In [None]:
# Copyright (C) 2024  Edion Management Systems

### Prepare example file

In [None]:
import os

dataset_dir = "fine_tune_dataset"
if not os.path.exists(dataset_dir):
    os.makedirs(dataset_dir)

In [2]:
import json

with open("conversation_examples.json", 'r') as file:
    conversations = json.load(file)

### Sending batch api request (Faster and cheaper (50%) than single request) to create synthetic conversations

Due to the maximum tokens limitation (2,000,000), we devide them into batches, each batch contains 600 requests (3000x600 =1,800,000)

In [122]:
num_batches = 10 # We want the a dataset size 600x10 = 6,000

In [None]:
# Complete progress
from openai import OpenAI
from prompt import *
import time


OPENAI_API_KEY = "sk-proj-ltmkMm6qZ8oQCsusN5IOT3BlbkFJmsPopivPYwLtY7jlx5Pl"
client = OpenAI(api_key=OPENAI_API_KEY)


def create_batch_file(index):
    """
    Create batch file that contains json objects, each json object is an api request.
    Args:
        index: i'th batch
    returns:
        The saved jsonl file
    """
    batch_file = f'batch_request/batch_synthetic{index}.jsonl'
    with open(batch_file, 'w') as f:
        count = 0
        # Repeat all 6 conversation examples 100 times to have 600 requests
        for repeat in range(100):
            for i, c in enumerate(conversations):
                conversation_str = str(c)
                messages=[
                    {"role": "system", "content": system_prompt},
                    {"role": "user", "content": f"{conversation_sys_prompt}\n{conversation_str}"}
                ]

                task = {
                    "custom_id": f"synthetic{count}_from_example{i}",
                    "method": "POST",
                    "url": "/v1/chat/completions",
                    "body": {
                        # Chat Completions API call
                        "model": "gpt-4o-mini",
                        "temperature": 1,
                        "max_tokens": 3000,
                        "messages": messages
                    }
                } 

                f.write(json.dumps(task) + '\n')
                count += 1
    return batch_file


def submit_and_retrival(client, batch_file):
    """
    Submit batch api request and retrival result
    Args:
        client: OpenAI client
        count: i'th batch
        batch_file: a jsonl file contains all batch requests
    Returns:
        Save results in files
    """
    # Upload batch file
    batch_input_file = client.files.create(
        file=open(batch_file, "rb"),
        purpose="batch"
    )

    batch_input_file_id = batch_input_file.id

    # Submit batch and start progressing
    sent = client.batches.create(
        input_file_id=batch_input_file_id,
        endpoint="/v1/chat/completions",
        completion_window="24h",
        metadata={
        "description": f"create synthetic conversations {i}"
        }
    )

    batch_id = sent.to_dict()["id"]
    print(f"Batch: {batch_id} submited")

    # Monitor and retrival results
    complete = False
    while not complete:
        res = client.batches.retrieve(batch_id).to_dict()
        status = res["status"]
        completed_counts = res["request_counts"]["completed"]
        if status == "completed":
            complete = True
            output_file_id = res["output_file_id"]
            break
        time.sleep(30)
        print(f"Batch status: {status}, completed: {completed_counts}")

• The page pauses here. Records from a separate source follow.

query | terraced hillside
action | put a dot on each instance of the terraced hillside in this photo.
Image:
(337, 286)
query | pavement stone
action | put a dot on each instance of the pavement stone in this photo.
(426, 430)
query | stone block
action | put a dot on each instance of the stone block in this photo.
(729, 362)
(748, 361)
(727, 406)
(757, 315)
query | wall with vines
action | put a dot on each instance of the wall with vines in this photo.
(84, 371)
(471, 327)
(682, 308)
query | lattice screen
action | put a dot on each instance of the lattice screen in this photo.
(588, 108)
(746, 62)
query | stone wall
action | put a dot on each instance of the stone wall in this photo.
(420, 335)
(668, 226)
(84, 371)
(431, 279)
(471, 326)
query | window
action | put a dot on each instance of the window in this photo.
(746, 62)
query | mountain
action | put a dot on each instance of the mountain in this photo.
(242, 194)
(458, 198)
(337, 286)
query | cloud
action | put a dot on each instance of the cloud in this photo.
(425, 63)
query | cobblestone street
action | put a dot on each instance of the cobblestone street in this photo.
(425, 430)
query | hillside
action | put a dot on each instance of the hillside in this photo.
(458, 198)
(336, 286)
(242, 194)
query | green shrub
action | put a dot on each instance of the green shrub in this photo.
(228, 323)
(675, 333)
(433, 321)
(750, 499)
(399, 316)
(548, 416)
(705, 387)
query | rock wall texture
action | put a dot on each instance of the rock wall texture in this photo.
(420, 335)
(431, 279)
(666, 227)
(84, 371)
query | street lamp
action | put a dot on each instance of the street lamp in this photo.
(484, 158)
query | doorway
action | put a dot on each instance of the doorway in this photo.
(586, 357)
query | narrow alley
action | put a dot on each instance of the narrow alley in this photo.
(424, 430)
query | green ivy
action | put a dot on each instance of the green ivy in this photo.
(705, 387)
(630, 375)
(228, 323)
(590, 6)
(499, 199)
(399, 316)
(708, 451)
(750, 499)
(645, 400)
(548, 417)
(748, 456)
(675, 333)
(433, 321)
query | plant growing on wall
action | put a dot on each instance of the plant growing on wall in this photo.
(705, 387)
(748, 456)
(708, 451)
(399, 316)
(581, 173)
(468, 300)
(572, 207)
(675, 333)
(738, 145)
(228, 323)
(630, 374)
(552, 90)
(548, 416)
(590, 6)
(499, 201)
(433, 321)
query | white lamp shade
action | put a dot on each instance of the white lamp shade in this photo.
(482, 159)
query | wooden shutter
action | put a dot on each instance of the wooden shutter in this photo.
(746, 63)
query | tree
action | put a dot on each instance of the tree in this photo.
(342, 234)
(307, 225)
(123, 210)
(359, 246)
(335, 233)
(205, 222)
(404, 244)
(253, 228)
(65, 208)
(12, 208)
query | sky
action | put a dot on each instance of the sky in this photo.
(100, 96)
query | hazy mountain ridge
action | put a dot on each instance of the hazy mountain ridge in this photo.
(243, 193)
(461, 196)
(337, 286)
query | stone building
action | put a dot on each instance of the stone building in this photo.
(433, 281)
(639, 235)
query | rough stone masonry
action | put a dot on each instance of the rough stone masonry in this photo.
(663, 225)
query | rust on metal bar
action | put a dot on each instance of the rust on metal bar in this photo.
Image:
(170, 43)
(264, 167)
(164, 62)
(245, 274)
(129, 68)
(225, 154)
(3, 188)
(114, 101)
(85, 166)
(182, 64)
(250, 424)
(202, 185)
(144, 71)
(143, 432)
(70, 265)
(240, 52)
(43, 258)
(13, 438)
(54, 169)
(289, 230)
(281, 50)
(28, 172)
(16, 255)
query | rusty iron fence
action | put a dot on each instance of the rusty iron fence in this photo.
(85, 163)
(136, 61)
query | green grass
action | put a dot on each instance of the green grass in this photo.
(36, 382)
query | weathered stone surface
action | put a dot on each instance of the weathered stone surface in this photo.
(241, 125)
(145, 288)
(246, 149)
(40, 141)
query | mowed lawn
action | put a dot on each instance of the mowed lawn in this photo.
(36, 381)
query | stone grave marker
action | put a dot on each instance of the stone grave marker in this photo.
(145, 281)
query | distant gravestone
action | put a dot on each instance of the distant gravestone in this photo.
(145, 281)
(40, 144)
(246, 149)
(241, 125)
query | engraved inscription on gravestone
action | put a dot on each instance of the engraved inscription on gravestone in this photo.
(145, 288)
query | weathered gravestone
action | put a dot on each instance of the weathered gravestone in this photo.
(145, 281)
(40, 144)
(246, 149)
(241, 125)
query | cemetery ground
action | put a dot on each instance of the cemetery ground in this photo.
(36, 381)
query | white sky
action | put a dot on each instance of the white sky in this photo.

    print(f"Batch: {batch_id} completed")

    # Write raw results to file
    file_response = client.files.content(output_file_id)
    file_response.write_to_file(f"batch_request/batch_synthetic_output{i}.txt")

    with open(f"batch_request/batch_synthetic_output{i}.txt", "r") as f:
        lines = f.read().splitlines()

    # Write the actual synthetic conversations into jsonl file
    with open(f"batch_request/batch_synthetic_conversation{i}.jsonl", "w") as f:
        for line in lines:
            text = json.loads(line)
            result = text["response"]["body"]["choices"][0]["message"]["content"]
            clean_result = result.replace("```json\n", "").replace("\n```", "").replace("null", "None")
            try:
                f.write(json.dumps(eval(clean_result)) + '\n')
            except:
                print(clean_result)


# Do it in batches
for i in range(num_batches):
    batch_file = create_batch_file(i)
    submit_and_retrival(client, i, batch_file=batch_file)

In [None]:
# List all submited batches and check their status
client.batches.list().dict()

### Combine all results as dataset in sharGPT format

In [8]:
import glob
import json

conversations = []
for file in glob.glob(f'batch_request/batch_synthetic_conversation*.jsonl'):
    with open(file, "r") as f:
        conversations = conversations + [json.loads(line) for line in f.read().splitlines()]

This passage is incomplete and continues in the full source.